By appointing the widely-respected Khaled Bahah as his deputy, Yemen's president and his Saudi backers seek to shore up a government-in-exile whose legitimacy is central to Riyadh's military campaign against Iran-allied Houthi rebels.
While President Abd-Rabbu Mansour Hadi is seen as ineffectual and lacking support even in his embattled hometown of Aden, the last city nominally under his control, Bahah commands admiration across much of Yemen's political spectrum.
"Khaled Bahah is beloved of everyone. He's a strong man - the opposite of Hadi, whose weakness led the Houthis to take control of most of the country," said Mohammed Hazam, a civil servant in Sanaa.
For Riyadh, which has invested its role as a regional leader in a bombing campaign ultimately aimed at restoring the government Hadi represents, it is growing ever more important to bolster his credibility as Yemen's lawful president.
Saudi airstrikes are intended to weaken the militia and force it to return to talks with Hadi's government, which the Houthis do not recognise. There are also efforts to persuade tribes and military units working with the Houthis to change sides.
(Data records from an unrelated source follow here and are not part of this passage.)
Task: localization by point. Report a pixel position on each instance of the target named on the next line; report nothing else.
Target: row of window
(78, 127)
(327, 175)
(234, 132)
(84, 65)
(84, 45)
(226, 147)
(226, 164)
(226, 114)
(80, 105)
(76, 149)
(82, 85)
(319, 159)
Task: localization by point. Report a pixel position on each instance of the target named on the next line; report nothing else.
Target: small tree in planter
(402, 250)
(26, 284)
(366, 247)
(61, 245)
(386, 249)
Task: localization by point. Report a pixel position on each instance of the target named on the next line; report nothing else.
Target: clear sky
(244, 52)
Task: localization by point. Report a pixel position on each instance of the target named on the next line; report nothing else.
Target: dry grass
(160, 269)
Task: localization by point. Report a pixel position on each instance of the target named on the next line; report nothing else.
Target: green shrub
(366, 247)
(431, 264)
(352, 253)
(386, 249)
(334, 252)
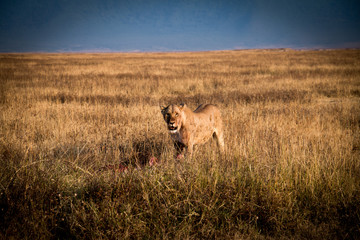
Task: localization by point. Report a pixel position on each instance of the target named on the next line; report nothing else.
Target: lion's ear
(182, 105)
(162, 108)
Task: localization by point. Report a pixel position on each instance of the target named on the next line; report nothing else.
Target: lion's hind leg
(219, 137)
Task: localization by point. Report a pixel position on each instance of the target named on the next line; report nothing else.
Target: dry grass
(291, 169)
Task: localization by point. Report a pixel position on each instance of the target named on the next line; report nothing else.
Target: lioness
(188, 128)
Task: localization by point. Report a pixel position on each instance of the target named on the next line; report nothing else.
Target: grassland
(292, 162)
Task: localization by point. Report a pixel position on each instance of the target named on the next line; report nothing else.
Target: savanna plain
(77, 132)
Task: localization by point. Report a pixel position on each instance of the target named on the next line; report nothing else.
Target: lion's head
(173, 116)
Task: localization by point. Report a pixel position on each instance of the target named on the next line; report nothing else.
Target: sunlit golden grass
(71, 122)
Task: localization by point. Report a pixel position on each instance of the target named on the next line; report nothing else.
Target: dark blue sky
(180, 25)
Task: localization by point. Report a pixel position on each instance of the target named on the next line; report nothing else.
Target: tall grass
(70, 123)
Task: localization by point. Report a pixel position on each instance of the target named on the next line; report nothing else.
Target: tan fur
(188, 128)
But nearly three weeks after he fled to Saudi Arabia, Hadi's nominal legitimacy inside his country appears to be increasingly in question, and the president himself has not spoken in public since the Arab League summit in Egypt on March 28.
Even inside Aden, where Saudi airstrikes and weapons drops are aimed at helping the Popular Committees militias fight off the Houthis and their allies in street battles, those manning the barricades do not see themselves as Hadi loyalists.
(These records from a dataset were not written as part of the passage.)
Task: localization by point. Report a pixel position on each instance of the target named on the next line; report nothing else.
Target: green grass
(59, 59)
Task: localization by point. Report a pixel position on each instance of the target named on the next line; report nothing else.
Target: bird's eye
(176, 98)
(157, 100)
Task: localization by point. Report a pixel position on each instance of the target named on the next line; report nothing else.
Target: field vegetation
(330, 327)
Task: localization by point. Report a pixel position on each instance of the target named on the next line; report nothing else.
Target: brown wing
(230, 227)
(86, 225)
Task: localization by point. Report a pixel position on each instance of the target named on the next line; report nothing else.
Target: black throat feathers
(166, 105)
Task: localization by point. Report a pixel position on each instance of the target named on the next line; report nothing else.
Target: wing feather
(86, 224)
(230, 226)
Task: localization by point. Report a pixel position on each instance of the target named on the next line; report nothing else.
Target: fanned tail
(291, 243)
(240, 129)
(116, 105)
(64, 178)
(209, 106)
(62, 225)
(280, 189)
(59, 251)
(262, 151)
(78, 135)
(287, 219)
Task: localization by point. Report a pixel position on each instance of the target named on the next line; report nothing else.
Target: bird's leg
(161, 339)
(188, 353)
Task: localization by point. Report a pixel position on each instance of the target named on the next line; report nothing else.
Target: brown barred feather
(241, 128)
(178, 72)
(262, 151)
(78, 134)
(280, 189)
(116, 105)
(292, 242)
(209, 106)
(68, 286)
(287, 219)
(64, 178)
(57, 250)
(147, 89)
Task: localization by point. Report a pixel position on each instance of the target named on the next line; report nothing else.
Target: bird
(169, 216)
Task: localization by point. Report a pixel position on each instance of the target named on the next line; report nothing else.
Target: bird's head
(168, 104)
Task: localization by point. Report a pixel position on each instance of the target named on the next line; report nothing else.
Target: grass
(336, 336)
"In Aden there is no state and no army, and no authority and no president. There is no government. That is the view of the fighters. They are defending their streets and their country," said Wassim al-Sayad, 40, an Aden resident who has taken up arms against the Houthis.
The stakes are high for Saudi Arabia, which faces the prospect of greater influence from arch-rival Iran in its southern neighbour if the Houthis are not neutralised.
Silent footage of Bahah's swearing-in, filmed by a Saudi government cameraman for distribution to media, showed Hadi accepting his vice president's oath in Yemen's Riyadh embassy, and appeared partly to be aimed at winning over Yemeni opinion.
Hadi's Foreign Minister Reyad Yassin Abdulla told Reuters Bahah's appointment would help bolster the government in exile, but he rejected the idea that it was hard to maintain legitimacy while outside the country.
"This is a very temporary situation and it is not our choice. We will do our best to go back as soon as possible to any part of Yemen, hopefully Aden, hopefully in the coming few weeks," he said.
Abdulla compared the situation of Hadi's government to that of Kuwait in 1990-91 during Iraq's occupation to show that legitimacy could be sustained even during a months-long absence.
The foreign minister, who was appointed after Hadi left Aden, said Bahah's appointment meant the government as a whole was more sustainable. "Legitimacy is a continuous thing. It is not about one person, it is about the whole government, the whole state," he said.
Under Yemen's existing constitution, in the absence of a vice president the presidency would pass to the speaker of parliament, who is now in Houthi-controlled Sanaa, if anything happened to Hadi.
"His appointment has opened the door to a political solution to the current crisis in Yemen. He is an independent person," said Ali Mohammed Yahya, a political writer in Aden's Khor Maksar district, a scene of heavy fighting over the past week.
Hadi's internationally recognised government was unpopular even before the Houthis seized control of Sanaa last year, and since his official two-year tenure ended in 2014, his legal status as president was already legally ambiguous.
He was elected, unopposed, in 2012 as an interim president to oversee a two-year shift from former president Ali Abdullah Saleh towards democracy after a 2011 uprising, but while the transition process faltered, he stayed on in power.
Saudi Arabia and its Western supporters want to resurrect that 2012 transition plan, which it and Gulf Arab allies brokered, and which was interrupted by the Houthi advance on Sanaa last year aided by Saleh and his loyalists.
But Hadi's personal lack of popularity, let alone a regional, tribal or military support base, has complicated that ambition.
An army officer in the former South Yemen, he backed the wrong side in internal fighting in 1986 and fled north to Sanaa, before leading northern forces against southern separatists in the 1994 civil war, securing a position as Saleh's deputy.
By contrast, Bahah carries very little embarrassing historical baggage, having backed the popular uprising that unseated Saleh and served as Yemen's ambassador to the United Nations. He was named prime minister by Hadi in November but quit when the Houthis besieged government offices in January.
"There is a way out with appointing Bahah, who is really respected, even by the Houthis. He has since the beginning tried to stay away from aggressive discourse," said Laurent Bonnefoy, the author of Salafism in Yemen.